According to the Allen&Overy report, the Polish M&A market in 2011 was, together with the Russian one, the most dynamic in EMEA. It is proved by the last year activity of the OCCP (Office of Competition and Consumer Protection) which received almost 200 applications for permission to carry out a transaction. Let us remember that the OCCP deals only with major transactions that may result in disturbance of the market balance and a restriction of competition (I refer here to www.uokik.gov.pl/fuzje_pod_kontrola.php).

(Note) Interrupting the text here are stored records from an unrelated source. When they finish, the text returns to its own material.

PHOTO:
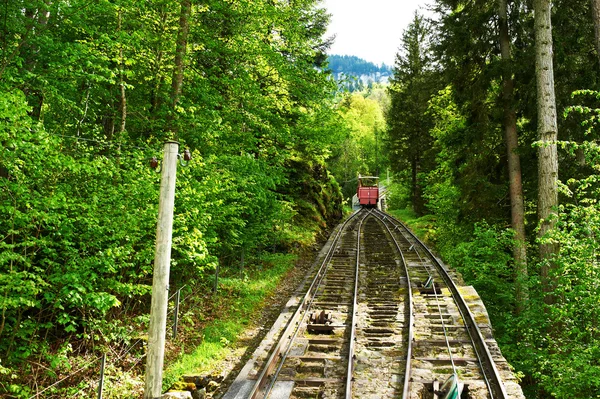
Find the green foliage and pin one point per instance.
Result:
(87, 96)
(360, 149)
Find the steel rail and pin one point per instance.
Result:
(490, 373)
(300, 313)
(411, 321)
(350, 370)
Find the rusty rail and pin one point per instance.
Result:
(277, 357)
(490, 372)
(411, 321)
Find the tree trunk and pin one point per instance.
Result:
(180, 51)
(123, 97)
(514, 163)
(548, 134)
(596, 18)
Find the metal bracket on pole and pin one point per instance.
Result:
(162, 259)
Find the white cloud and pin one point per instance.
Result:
(369, 29)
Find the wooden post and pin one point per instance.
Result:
(176, 313)
(101, 383)
(160, 282)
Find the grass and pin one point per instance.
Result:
(240, 298)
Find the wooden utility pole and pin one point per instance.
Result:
(160, 282)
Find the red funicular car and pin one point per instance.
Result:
(368, 191)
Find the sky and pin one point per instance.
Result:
(369, 29)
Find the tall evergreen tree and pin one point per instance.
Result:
(548, 135)
(514, 162)
(410, 90)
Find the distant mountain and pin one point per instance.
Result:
(354, 73)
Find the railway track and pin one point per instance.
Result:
(381, 318)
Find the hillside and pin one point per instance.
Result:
(354, 74)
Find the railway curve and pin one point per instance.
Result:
(378, 317)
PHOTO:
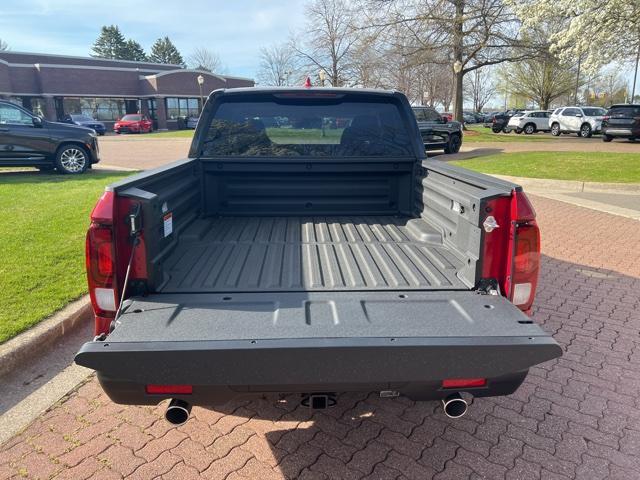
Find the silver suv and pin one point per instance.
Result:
(585, 121)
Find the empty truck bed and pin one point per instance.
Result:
(246, 254)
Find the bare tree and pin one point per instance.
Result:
(204, 59)
(480, 87)
(465, 35)
(277, 65)
(328, 40)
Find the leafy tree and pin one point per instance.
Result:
(480, 87)
(464, 35)
(110, 43)
(205, 59)
(598, 31)
(164, 51)
(277, 65)
(328, 39)
(544, 77)
(133, 51)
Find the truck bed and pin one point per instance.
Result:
(288, 254)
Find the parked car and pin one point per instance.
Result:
(438, 132)
(27, 140)
(530, 122)
(584, 121)
(487, 121)
(133, 123)
(621, 121)
(349, 265)
(469, 118)
(501, 121)
(192, 122)
(85, 121)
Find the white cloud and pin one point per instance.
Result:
(236, 31)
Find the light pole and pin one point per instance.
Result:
(200, 83)
(323, 76)
(635, 76)
(457, 97)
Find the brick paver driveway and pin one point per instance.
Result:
(576, 417)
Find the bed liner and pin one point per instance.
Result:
(245, 254)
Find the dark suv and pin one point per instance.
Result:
(621, 121)
(30, 141)
(438, 132)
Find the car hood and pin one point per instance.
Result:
(70, 127)
(89, 122)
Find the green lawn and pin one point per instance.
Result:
(168, 134)
(43, 221)
(477, 133)
(586, 167)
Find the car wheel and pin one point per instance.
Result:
(72, 159)
(585, 131)
(455, 142)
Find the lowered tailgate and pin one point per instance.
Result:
(317, 338)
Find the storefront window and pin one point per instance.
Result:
(99, 108)
(182, 107)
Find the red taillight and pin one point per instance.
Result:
(100, 261)
(169, 389)
(526, 265)
(511, 252)
(526, 255)
(464, 382)
(105, 258)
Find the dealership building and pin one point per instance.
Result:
(57, 85)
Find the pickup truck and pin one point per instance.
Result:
(437, 131)
(311, 260)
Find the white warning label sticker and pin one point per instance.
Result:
(168, 224)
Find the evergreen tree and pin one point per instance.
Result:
(110, 43)
(164, 51)
(133, 51)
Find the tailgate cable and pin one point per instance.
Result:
(135, 228)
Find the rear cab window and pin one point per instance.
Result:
(297, 125)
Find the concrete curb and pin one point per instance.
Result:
(571, 186)
(19, 349)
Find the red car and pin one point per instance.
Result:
(133, 123)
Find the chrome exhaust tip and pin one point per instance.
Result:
(454, 406)
(177, 412)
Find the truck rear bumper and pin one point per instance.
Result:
(132, 393)
(227, 346)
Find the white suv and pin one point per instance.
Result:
(530, 121)
(585, 121)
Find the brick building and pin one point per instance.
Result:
(56, 85)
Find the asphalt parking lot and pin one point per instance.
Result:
(575, 417)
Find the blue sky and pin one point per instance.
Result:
(235, 29)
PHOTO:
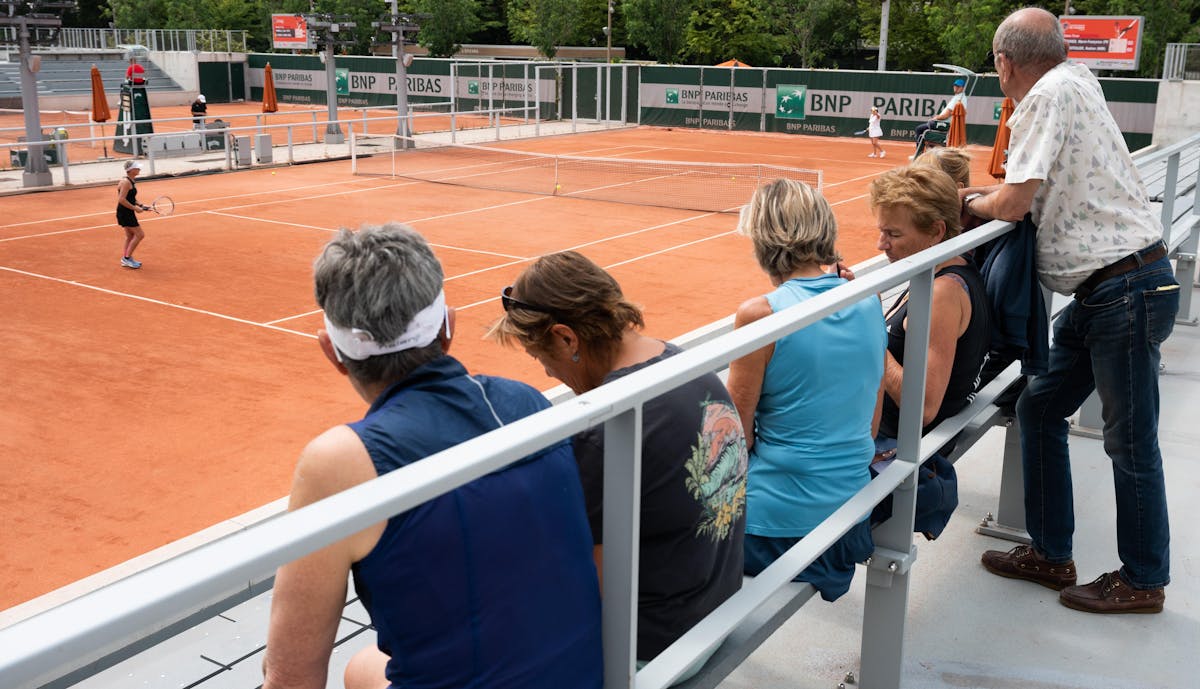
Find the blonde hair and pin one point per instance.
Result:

This means that there were much more transactions on the market. Last year M&A market in the SME sector increased by almost 20% in relation to the productive year 2010 (in terms of transactions carried out). The most active branches include commerce, telecommunications, IT and private medical services.

So what actually makes owners of SME decide more often to carry out a transaction? Above all, it is a cash resource. The previous financial crisis very clearly distinguished enterprises with healthy foundations and those which cannot adapt to the changing economic conditions. Companies that had strong business foundations, a proven model and could responsibly carry out ther finances were able to accumulate significant cash deposits which can be now spent on the development through mergers and acquisitions. The owners of these companies are now driving the transactions market and consolidate their branches.

And what about companies that suffered in the crisis? If they are not absorbed by the competition and have a healthy business, they can look for help in private equity funds. A good business model, an experienced and determined Board of Directors, are like a fly catcher for these institutions. The funds have huge cash resources and their managers have already learned to take into account the turbulence on the market of financial models, so they have slowly started to hunt. It is worth to make use of their experience and capital to take over other companies in the nearest future. TP Emitel has been taken over by 1.7 billion by Montagu Private Equity and it has not been the biggest transaction so far.

The last and the present years can be summed up in one sentence: buy or be bought. This cruel truth from the animal world fits perfectly to the fight for the market leader. Consolidation applies to every industry and it only depends on us which role we will have in this process.